発端は一ヶ月前、新しいお母さんがやってきたことであろうか。父が連れてきたこの継母は、毎日お弁当を作ってくれた。
継母は、育ちの良さそうな、苦労していなさそうな、捻れたところのない、すんなりふくふくしたおばさんだ。
対して俺は、実母にネグレクト気味に育てられ日常的に苦労した結果、ひねくれてこじらせまくった、対人恐怖症で潔癖症の高校生。
高校生の息子に何の疑問も持たずにお弁当を持たせてくれる、真っ当な神経をした継母には申し訳ないが、食べられない。
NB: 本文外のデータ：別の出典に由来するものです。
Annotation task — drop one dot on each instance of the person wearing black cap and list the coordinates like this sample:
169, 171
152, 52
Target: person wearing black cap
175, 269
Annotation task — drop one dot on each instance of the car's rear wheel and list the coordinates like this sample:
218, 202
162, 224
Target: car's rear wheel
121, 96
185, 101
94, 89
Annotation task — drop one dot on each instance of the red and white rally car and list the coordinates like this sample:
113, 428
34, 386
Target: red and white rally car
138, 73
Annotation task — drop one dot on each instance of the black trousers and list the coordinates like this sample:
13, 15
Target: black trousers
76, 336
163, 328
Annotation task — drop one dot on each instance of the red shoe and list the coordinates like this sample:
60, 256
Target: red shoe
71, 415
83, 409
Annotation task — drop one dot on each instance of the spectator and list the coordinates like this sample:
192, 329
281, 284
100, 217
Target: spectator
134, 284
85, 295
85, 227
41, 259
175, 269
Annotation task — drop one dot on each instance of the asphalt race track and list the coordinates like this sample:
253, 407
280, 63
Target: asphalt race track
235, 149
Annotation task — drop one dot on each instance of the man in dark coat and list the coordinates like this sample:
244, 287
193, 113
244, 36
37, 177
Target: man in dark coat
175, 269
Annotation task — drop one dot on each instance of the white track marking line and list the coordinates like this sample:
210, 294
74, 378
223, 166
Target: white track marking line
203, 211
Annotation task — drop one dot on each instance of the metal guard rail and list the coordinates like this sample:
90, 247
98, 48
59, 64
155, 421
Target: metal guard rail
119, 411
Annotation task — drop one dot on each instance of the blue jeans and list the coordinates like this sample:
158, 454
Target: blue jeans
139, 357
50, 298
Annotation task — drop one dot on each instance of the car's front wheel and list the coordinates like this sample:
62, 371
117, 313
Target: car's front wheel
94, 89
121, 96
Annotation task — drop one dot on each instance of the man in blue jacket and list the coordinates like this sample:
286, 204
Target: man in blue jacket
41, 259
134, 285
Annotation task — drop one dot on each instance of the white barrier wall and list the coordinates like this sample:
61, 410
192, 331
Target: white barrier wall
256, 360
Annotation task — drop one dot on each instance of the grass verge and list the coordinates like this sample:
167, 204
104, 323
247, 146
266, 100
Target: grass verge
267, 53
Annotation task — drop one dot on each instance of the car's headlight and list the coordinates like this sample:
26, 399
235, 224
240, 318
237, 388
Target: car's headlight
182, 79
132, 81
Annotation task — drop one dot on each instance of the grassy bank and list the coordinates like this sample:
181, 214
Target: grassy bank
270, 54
他人の作った料理どころか、触った食材そのものにすら抵抗がある。しかも、軽くキャラ弁。デコってるってことは、それだけコチョコチョちょこちょこと弄くってるってことだ。手で!
おえっ。
ごめんなさい、お継母さん。あなたのことは嫌いじゃない。むしろ好感を持ってる。すんなりまっすぐ生きてきた人を見ると、人生に希望が持てるから。
普段のご飯は何とか食べている。だけどお弁当はどうしても食べられない。
海苔で目鼻をつけたおにぎりとか、ウサギさんのリンゴとか、ほんっと無理。手の温もりと手垢を感じる!
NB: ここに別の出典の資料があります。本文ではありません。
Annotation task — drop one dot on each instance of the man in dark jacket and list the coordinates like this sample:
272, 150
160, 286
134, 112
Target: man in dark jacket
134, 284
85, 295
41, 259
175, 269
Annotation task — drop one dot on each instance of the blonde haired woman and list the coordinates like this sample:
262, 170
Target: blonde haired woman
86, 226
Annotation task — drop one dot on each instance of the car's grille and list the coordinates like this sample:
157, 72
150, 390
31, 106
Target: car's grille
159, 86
というわけで、継母は傷つけたくないし、お弁当は食べられないしで、困った俺は、学校裏を流れる川に毎日お弁当を捨てて帰っていた。
そうして、ちょうど一ヶ月が経った今日。
いつものように、土手に自転車を置いて河川敷へ下りて行き、人目を気にしつつ、川にお弁当の中身を捨てて手を合わせる。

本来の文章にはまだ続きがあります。